Another highlight with sessions lasting several hours or days is a singular focus on you and your partner.  Now, of course when you are present with your therapist for a regular session, you are their sole focus - but how often are you and your partner singularly focusing on what is coming up in your session?  Many couples benefit from not worrying about work, kids, and other stressors of normal life for the duration of their intensives; it may be easier for you to focus on your relationship and how to improve it without all the other noise in the background.  If your standard appointment is not cutting it when it comes to you getting the time, space, and energy you need to really get the most of therapy, you are an ideal candidate for intensives.  You also get the opportunity to really plan out and specify with your therapist what you want to work on and truly customize the experience, giving you the best of both worlds: a schedule created to fit your unique wants and needs with the flexibility of changing directions as you dig into your relationship and stumble upon new insights!

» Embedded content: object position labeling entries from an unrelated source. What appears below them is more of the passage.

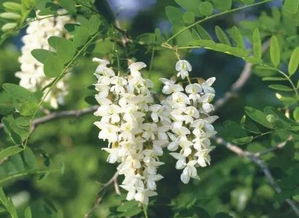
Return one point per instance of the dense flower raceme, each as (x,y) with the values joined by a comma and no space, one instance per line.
(191,124)
(135,140)
(32,75)
(137,128)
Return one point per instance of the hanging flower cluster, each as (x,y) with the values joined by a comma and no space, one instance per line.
(32,75)
(138,129)
(191,124)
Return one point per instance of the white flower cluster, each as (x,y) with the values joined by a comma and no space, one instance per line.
(138,129)
(32,75)
(135,140)
(191,125)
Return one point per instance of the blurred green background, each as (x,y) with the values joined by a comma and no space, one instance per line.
(231,184)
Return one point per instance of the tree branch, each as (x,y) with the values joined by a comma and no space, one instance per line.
(112,180)
(60,115)
(261,164)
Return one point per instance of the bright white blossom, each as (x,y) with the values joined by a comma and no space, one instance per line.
(191,124)
(32,75)
(183,67)
(134,127)
(137,128)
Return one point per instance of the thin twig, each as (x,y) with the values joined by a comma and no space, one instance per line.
(261,164)
(277,147)
(60,115)
(100,195)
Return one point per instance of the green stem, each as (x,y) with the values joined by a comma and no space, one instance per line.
(145,211)
(213,16)
(152,61)
(58,78)
(286,76)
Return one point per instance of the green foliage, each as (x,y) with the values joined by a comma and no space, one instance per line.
(56,63)
(59,164)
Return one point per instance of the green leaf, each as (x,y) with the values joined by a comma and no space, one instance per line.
(8,26)
(22,174)
(229,135)
(64,48)
(249,125)
(10,16)
(258,116)
(243,140)
(29,158)
(294,62)
(15,131)
(42,55)
(223,215)
(272,78)
(27,213)
(22,99)
(174,15)
(223,4)
(290,7)
(296,114)
(237,37)
(190,5)
(275,51)
(205,8)
(54,66)
(6,104)
(221,35)
(10,151)
(203,33)
(7,203)
(281,88)
(257,44)
(188,17)
(16,91)
(12,6)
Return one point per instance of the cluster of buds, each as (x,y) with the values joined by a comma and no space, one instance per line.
(191,125)
(32,75)
(135,140)
(138,129)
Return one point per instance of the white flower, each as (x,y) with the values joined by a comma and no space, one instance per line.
(32,75)
(189,171)
(188,110)
(170,86)
(134,127)
(183,67)
(135,68)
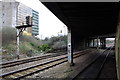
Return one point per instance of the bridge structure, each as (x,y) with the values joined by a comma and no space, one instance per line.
(87,21)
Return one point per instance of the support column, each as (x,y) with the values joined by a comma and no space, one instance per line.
(97,42)
(93,43)
(70,49)
(18,42)
(117,48)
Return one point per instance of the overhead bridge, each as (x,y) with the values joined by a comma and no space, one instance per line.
(88,21)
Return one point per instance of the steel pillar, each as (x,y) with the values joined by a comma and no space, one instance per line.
(98,43)
(93,43)
(18,43)
(70,49)
(117,48)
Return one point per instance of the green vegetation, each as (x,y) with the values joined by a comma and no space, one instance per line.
(29,45)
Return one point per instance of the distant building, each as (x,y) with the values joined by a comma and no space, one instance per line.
(14,14)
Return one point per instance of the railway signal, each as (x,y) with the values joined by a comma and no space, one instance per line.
(20,30)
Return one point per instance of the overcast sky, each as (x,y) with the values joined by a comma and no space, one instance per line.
(49,24)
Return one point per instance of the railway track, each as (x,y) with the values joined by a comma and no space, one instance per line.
(93,69)
(23,61)
(18,74)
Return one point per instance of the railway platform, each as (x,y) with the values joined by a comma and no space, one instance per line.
(66,72)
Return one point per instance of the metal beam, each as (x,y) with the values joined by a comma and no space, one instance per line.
(70,48)
(117,47)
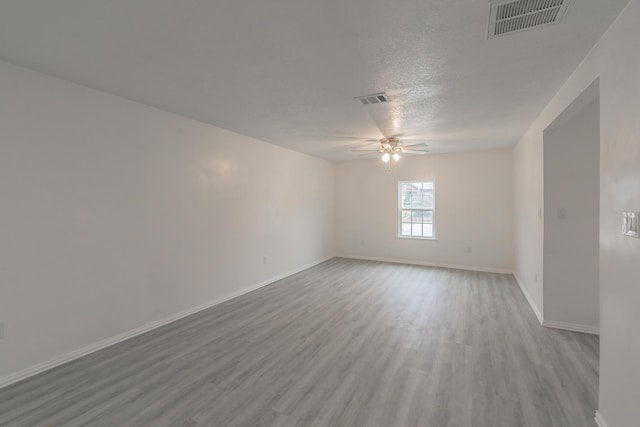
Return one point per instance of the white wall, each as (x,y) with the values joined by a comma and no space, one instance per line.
(572,215)
(474,209)
(114,215)
(615,60)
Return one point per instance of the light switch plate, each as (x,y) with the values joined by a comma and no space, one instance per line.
(630,224)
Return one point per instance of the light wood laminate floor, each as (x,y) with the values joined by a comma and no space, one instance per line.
(346,343)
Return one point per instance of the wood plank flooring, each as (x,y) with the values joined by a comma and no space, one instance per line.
(346,343)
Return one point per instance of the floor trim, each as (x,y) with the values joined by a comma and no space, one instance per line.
(428,264)
(600,421)
(585,329)
(529,299)
(76,354)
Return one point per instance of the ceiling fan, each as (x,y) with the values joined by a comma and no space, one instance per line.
(390,148)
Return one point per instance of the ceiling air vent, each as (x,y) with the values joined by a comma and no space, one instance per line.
(507,17)
(376,98)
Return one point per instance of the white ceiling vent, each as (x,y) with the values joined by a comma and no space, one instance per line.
(376,98)
(507,17)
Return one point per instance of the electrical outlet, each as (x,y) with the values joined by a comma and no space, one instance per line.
(630,224)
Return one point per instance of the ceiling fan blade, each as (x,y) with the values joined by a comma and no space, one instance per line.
(412,152)
(420,144)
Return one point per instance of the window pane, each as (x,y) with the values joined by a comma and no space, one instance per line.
(416,229)
(406,229)
(406,200)
(416,204)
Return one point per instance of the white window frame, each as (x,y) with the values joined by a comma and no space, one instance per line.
(432,210)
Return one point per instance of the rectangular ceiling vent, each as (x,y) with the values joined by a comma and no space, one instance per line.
(376,98)
(508,17)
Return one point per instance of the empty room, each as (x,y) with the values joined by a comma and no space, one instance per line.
(368,213)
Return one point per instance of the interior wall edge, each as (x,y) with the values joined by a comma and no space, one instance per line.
(600,421)
(428,264)
(529,299)
(92,348)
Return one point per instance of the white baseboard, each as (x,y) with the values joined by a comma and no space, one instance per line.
(571,327)
(428,264)
(68,357)
(600,421)
(552,323)
(533,305)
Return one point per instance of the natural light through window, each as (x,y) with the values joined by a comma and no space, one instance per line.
(416,209)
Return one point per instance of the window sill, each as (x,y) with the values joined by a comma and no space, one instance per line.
(415,238)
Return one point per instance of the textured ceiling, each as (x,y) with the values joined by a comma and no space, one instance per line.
(287,71)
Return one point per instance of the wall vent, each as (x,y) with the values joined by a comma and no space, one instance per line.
(376,98)
(508,17)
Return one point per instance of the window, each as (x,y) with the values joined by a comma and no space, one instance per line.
(416,209)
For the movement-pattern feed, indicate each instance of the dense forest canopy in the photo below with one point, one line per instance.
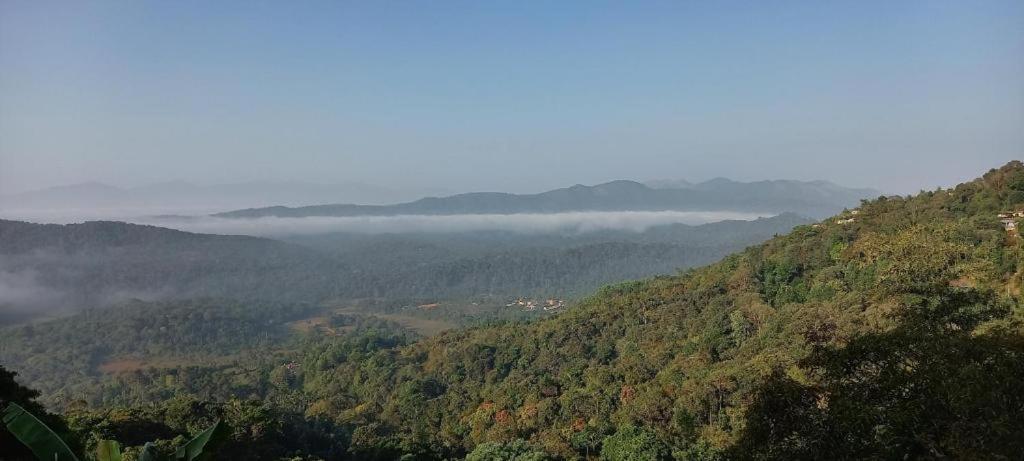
(46, 267)
(891, 330)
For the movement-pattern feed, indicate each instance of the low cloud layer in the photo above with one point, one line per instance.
(525, 223)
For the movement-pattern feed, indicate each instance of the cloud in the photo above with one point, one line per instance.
(22, 290)
(583, 221)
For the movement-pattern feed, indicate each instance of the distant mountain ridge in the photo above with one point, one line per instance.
(807, 198)
(47, 267)
(181, 195)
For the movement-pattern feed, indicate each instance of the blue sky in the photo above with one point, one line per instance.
(508, 95)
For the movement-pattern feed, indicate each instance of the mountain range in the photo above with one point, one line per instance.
(807, 198)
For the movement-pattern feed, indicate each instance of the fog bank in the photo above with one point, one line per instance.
(583, 221)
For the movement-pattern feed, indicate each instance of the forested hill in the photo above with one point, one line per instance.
(892, 331)
(809, 199)
(47, 266)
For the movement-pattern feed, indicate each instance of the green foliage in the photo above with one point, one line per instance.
(45, 444)
(202, 446)
(109, 451)
(517, 450)
(929, 388)
(897, 334)
(633, 444)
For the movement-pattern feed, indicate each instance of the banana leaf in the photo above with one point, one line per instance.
(201, 447)
(41, 439)
(109, 451)
(148, 453)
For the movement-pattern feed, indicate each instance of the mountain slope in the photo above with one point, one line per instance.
(53, 266)
(50, 266)
(679, 362)
(814, 199)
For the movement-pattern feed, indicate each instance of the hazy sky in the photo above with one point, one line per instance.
(508, 95)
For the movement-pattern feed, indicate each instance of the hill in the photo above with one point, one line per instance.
(896, 329)
(893, 330)
(50, 267)
(809, 199)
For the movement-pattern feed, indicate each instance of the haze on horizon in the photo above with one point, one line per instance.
(505, 96)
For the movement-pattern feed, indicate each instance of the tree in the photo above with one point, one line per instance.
(931, 387)
(633, 444)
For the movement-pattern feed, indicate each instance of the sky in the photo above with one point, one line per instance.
(518, 96)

You learn new tools and skills.

Sure, you learn new techniques and exercises during regular therapy.  You will learn the same information in an intensive, but you will fall into a different rhythm with learning.  Your therapist has more time to teach you new ideas without being rushed and can slow you down to make sure you are understanding what you are working on.  My clients leave their intensives with a collection of exercises we used in their sessions, plus further suggested tools and readings based on our time together that they can implement on their own to keep investing in their relationship.  If you felt you really benefited from an intensive, you may feel more motivated to continue investing in your partnership through education and skills than you would otherwise (I commonly hear from couples who meet with me on a more biweekly basis that it is actually harder to prioritize implementation of new concepts outside of session with this lower frequency). Get ready to enjoy long-term investment in one of the most important pieces of your life - your relationship with your partner!